[Libguestfs] [PATCH libnbd] lib/errors.c: Fix assert fail in exit path in multi-threaded code

Wed Mar 8 21:22:29 UTC 2023

On Wed, Mar 08, 2023 at 08:29:41PM +0000, Richard W.M. Jones wrote:
> When a highly multi-threaded program such as nbdcopy encounters an
> error, there is a race condition in the library which can cause an
> assertion failure and thus a core dump:
> 
> (1) An error occurs on one of the threads.  nbdcopy calls exit(3).
> 
> (2) In lib/errors.c, the destructor calls pthread_key_delete.
>

Note - POSIX says that calling pthread_key_delete() can leak memory.
If the reason we are calling pthread_key_delete() is because libnbd
was dlopen'd and is now being dlclose'd, and an app repeatedly reloads
libnbd, causes an error, and then unloads libnbd, this leak could grow
to be rather sizeable.  But that is a rather unlikely scenario, and
safely coordinating cleanup is hard when we consider both normal
thread exits (where the key destructor runs if the key is not yet
deleted) and module unloads (where pthread_key_delete skips key
destructors).

> (3) Another thread which is still running also encounters an error,
> and inside libnbd the library calls set_error().
> 
> (4) The call to set_error() calls pthread_getspecific which returns
> NULL (since the key has already been destroyed in step (2)), and this

This is undefined behavior per POSIX.  It is not safe to call
pthread_getspecific() on a destroyed key (even though glibc lets us
get away with it by giving us EINVAL).

> causes us to call pthread_setspecific which returns EINVAL because
> glibc is able to detect invalid use of a pthread_key_t after it has
> been destroyed.  In any case, the error message is lost, and any
> subsequent call to nbd_get_error() will return NULL.

Indeed - once we call pthread_key_delete() in step 2, ANY further use
of the key is going to cause undefined behavior (hopefully EINVAL
failures, but worse behavior is also possible).

One possible idea: have a non-thread-local global that starts life
false, but which errors_free() atomically sets to true prior to
calling pthread_key_delete().  All other functions which reference
errors_key check that the global is still false before using
pthread_{get,set}specific.

Another idea: have a counter of the number of threads that have set a
thread-local error but not yet exited.  Increment the counter any time
allocate_last_error_on_demand() says a new thread is triggering an
error, and decrement the counter any time free_errors_key() calls the
destructor at the end of a thread.  Only when all threads with an
allocated error have exited will the counter reach zero, so only the
last thread to clean up needs to call pthread_key_delete().  The
counter might not reach zero before the process exits, but that's okay
(if the reason the module is being unloaded is because the process is
going away, cleanup is less important), although I don't know if
valgrind would complain.  In fact, POSIX suggests:

https://pubs.opengroup.org/onlinepubs/9699919799/functions/pthread_key_delete.html
"For an application to know that it is safe to delete a key, it has to
know that all the threads that might potentially ever use the key do
not attempt to use it again.
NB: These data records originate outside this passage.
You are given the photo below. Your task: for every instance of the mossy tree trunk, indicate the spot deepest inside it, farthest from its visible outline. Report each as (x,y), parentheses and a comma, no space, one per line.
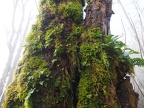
(69,63)
(98,14)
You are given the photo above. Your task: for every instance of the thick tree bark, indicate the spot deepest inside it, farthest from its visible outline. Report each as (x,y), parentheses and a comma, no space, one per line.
(98,14)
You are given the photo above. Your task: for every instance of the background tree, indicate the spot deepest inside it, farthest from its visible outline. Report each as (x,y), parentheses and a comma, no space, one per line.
(68,63)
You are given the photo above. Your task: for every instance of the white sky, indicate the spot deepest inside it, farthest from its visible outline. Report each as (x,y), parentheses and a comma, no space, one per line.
(6,10)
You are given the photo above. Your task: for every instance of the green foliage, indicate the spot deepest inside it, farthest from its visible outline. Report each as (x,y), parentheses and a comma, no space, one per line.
(72,11)
(101,59)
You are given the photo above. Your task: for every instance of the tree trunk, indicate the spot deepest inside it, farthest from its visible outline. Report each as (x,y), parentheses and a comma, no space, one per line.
(98,14)
(68,63)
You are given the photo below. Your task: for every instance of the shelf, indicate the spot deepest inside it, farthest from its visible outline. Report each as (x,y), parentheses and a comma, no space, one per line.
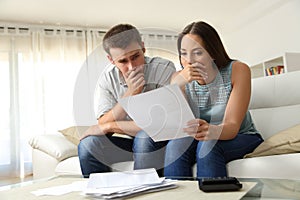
(282,64)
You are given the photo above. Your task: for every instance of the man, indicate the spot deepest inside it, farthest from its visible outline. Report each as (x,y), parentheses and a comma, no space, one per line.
(131,73)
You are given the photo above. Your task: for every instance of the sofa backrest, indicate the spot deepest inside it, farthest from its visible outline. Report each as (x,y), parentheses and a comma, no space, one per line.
(275,102)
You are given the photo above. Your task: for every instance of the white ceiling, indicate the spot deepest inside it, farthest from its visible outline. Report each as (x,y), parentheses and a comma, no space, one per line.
(162,14)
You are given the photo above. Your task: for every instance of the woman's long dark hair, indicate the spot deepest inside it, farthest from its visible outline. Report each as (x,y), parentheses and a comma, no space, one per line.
(211,41)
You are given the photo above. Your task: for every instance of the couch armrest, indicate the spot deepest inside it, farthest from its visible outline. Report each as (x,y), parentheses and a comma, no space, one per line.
(56,145)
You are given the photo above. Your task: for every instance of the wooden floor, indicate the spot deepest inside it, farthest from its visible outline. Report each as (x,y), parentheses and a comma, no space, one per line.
(10,181)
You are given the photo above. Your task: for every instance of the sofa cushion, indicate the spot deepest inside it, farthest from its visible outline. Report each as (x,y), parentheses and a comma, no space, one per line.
(69,166)
(73,133)
(287,141)
(55,145)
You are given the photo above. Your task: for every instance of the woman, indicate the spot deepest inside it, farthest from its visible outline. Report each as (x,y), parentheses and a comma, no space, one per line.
(218,90)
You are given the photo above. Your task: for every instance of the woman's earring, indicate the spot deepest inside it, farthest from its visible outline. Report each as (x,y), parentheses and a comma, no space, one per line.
(214,64)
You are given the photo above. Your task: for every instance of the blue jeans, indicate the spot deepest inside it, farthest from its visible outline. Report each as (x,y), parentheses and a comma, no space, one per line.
(147,153)
(97,153)
(211,156)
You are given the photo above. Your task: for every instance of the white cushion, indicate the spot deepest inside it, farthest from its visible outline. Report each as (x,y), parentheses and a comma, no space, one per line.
(70,166)
(55,145)
(284,166)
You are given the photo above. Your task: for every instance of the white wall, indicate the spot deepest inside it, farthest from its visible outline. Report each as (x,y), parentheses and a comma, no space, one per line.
(265,31)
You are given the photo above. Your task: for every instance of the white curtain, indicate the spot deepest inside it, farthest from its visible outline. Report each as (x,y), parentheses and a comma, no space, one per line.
(48,76)
(38,71)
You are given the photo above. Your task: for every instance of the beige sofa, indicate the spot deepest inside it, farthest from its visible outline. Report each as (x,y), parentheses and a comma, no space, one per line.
(275,108)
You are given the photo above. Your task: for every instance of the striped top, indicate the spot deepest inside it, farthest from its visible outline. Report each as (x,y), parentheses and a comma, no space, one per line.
(209,101)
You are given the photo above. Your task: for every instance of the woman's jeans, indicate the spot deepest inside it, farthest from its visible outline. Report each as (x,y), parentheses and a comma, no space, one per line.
(211,156)
(97,153)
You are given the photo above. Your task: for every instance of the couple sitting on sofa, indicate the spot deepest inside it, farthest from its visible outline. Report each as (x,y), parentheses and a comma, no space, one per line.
(216,86)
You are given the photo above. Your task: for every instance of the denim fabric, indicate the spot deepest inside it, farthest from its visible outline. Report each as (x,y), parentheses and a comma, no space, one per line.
(97,153)
(211,156)
(147,153)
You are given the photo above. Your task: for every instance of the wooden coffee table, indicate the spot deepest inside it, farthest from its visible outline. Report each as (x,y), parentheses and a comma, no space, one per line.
(252,189)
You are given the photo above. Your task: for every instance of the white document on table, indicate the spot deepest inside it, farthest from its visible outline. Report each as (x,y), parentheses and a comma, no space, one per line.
(120,184)
(162,113)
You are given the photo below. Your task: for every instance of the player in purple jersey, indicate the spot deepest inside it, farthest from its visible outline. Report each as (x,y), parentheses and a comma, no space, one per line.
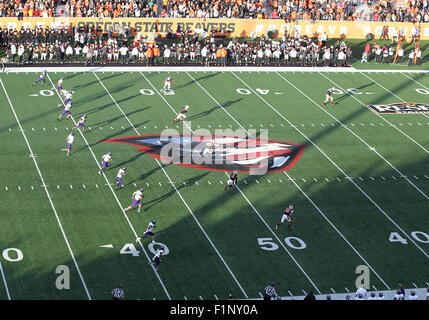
(60,84)
(118,179)
(66,111)
(106,160)
(149,231)
(157,257)
(41,78)
(80,123)
(137,200)
(69,141)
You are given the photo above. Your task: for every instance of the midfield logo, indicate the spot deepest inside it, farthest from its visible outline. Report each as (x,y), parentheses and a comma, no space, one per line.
(397,108)
(218,152)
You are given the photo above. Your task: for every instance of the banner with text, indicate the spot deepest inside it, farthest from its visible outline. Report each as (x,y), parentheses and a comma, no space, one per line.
(227,27)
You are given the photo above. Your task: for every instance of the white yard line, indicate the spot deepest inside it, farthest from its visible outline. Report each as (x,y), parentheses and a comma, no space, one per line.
(116,198)
(341,170)
(315,206)
(352,132)
(177,191)
(5,282)
(131,68)
(47,193)
(425,115)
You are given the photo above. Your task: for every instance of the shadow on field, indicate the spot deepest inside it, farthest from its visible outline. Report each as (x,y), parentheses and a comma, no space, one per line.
(209,111)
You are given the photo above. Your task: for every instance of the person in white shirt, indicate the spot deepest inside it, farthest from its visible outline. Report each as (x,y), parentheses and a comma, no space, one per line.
(398,295)
(106,161)
(372,296)
(413,296)
(69,141)
(123,51)
(361,291)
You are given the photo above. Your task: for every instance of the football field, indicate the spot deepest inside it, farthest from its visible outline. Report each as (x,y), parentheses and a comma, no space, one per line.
(360,188)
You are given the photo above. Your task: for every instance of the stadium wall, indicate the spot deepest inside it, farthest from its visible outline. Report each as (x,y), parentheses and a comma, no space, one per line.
(227,27)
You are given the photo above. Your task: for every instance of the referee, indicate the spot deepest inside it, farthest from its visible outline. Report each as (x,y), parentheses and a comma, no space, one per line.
(118,293)
(270,292)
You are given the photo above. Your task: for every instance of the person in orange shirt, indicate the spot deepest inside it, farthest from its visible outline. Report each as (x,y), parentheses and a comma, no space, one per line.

For example, it could know this if all
the client threads have called a cleanup procedure declaring that they
are through with the module that is being shut down, perhaps by
setting a reference count to zero."

This still doesn't protect us from a parallel thread encountering its
first need for error allocation after the point that we previously saw
the count of threads with active errors go to zero.  That said, we
call allocate_last_error_on_demand() fairly reliably (most API calls
do so in order to set the context - it's pretty hard to write a
multi-threaded app using libnbd APIs but the first call to a libnbd
API that would allocate error storage occurs after another thread has
already started the shutdown process).

> 
> (5) We enter the %DEAD state, where there is an assertion that
> nbd_get_error() is not NULL.  This assertion is supposed to be for
> checking that the code called set_error() before entering the %DEAD
> state.  Although we did call set_error(), the error message was lost
> at step (4) and nbd_get_error() will always return NULL.  This
> assertion failure causes a crash.
> 
> There aren't any good ways to fix this.  I chose to remove the
> assertions that might trigger, and ignore pthread_getspecific
> returning EINVAL.

I concur that removing the assertion seems reasonable to paper over
the problem.  But it does not solve the issue that we may still be
leaking memory if the pthread_key_delete() happens before all threads
that have allocated error storage have had a chance to reach their
destructors, nor that even though glibc was nice and gave us EINVAL,
we really are invoking undefined behavior by using the key after it is
deleted.

> 
> This reverts a small part of commit 831cbf7ee14c ("generator: Allow
> DEAD state actions to run").
> ---
>  generator/state_machine_generator.ml | 5 +----
>  generator/states.c                   | 2 --
>  lib/errors.c                         | 5 ++++-
>  3 files changed, 5 insertions(+), 7 deletions(-)
> 
> diff --git a/generator/state_machine_generator.ml b/generator/state_machine_generator.ml
> index 43c1ce4c14..9f94bed1f3 100644
> --- a/generator/state_machine_generator.ml
> +++ b/generator/state_machine_generator.ml
> @@ -449,10 +449,7 @@ let
>    pr "      abort (); /* Should never happen, but keeps GCC happy. */\n";
>    pr "    }\n";
>    pr "\n";
> -  pr "    if (r == -1) {\n";
> -  pr "      assert (nbd_get_error () != NULL);\n";
> -  pr "      return -1;\n";
> -  pr "    }\n";
> +  pr "    if (r == -1) return -1;\n";

I might have split this into two lines, but this style for one-liner
ifs is present elsewhere in the tree so it is not wrong.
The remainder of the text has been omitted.